This evening I entered the Alewife T station to an unsettling din of boy-yelling. The clamor rang out like a unruly boys choir, with unchanged male voices unleashing indiscernible warbles that were promptly lost within the cavernous station. As I neared the turnstiles, a young boy in a Boy Scout uniform approached me with a tray of tooth-picked bits of chocolate and clearly pronounced the sentiment of the mad chants: “Free fudge samples!”
Yes, it seems that the Boy Scouts are taking fund-raising tips from their female counterparts.
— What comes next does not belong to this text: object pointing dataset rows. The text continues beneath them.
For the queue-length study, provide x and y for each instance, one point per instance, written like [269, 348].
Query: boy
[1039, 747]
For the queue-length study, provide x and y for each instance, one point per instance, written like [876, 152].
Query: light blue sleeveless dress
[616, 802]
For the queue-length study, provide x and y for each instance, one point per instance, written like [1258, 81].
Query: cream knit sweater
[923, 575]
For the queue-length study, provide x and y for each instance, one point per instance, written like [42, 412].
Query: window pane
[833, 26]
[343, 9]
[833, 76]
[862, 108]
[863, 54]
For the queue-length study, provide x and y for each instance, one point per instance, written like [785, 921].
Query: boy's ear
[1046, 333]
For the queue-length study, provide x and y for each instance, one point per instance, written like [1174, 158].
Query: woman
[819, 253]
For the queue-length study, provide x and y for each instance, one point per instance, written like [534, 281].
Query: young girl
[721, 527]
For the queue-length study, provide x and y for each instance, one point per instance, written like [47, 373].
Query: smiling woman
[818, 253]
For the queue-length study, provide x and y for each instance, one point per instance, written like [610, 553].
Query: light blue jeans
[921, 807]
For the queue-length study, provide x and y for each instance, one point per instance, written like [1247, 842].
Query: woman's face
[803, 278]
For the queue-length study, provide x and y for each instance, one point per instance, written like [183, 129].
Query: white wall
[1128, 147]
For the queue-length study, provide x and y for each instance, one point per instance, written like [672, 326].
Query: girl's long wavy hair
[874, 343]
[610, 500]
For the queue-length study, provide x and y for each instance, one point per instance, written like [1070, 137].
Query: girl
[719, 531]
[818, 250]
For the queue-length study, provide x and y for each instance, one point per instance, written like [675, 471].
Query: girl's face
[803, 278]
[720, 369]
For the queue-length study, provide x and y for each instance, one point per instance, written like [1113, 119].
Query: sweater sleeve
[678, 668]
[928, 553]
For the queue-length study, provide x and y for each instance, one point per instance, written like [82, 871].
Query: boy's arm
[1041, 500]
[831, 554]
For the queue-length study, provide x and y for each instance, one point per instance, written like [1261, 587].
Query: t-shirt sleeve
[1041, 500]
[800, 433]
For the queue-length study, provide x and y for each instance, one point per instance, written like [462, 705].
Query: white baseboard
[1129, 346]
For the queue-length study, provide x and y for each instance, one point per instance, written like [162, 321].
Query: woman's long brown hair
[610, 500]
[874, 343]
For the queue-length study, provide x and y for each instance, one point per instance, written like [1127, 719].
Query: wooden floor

And, not to be outdone by the puerile connotations of “Girl Scout Cookies,” they are hawking “Boy Scout Fudge.”
The samples were an enticement, you see, for $5 boxes of fudge stacked at a centrally-located folding table, manned by two moms who were watching their charges vigorously dart around the subway station while probably wishing they had daughters.
The unreceptive attitude of the commuter crowd did little to dampen the tykes’ enthusiasm; I suppose children might find it strange that adults aren’t as sugar-crazy as they are, but they seemed to nobly bear the downcast vacant eyes of the people who gently streamed past the ricocheting trays, intent on apathy.
While it always gladdens my heart to see Boy Scouts fearlessly brandishing their dorky uniforms to the world, there’s something distinctively unappetizing about accepting unwrapped confectionary from a tray borne by snot-covered hands in a subway station. Isn’t that how plagues start?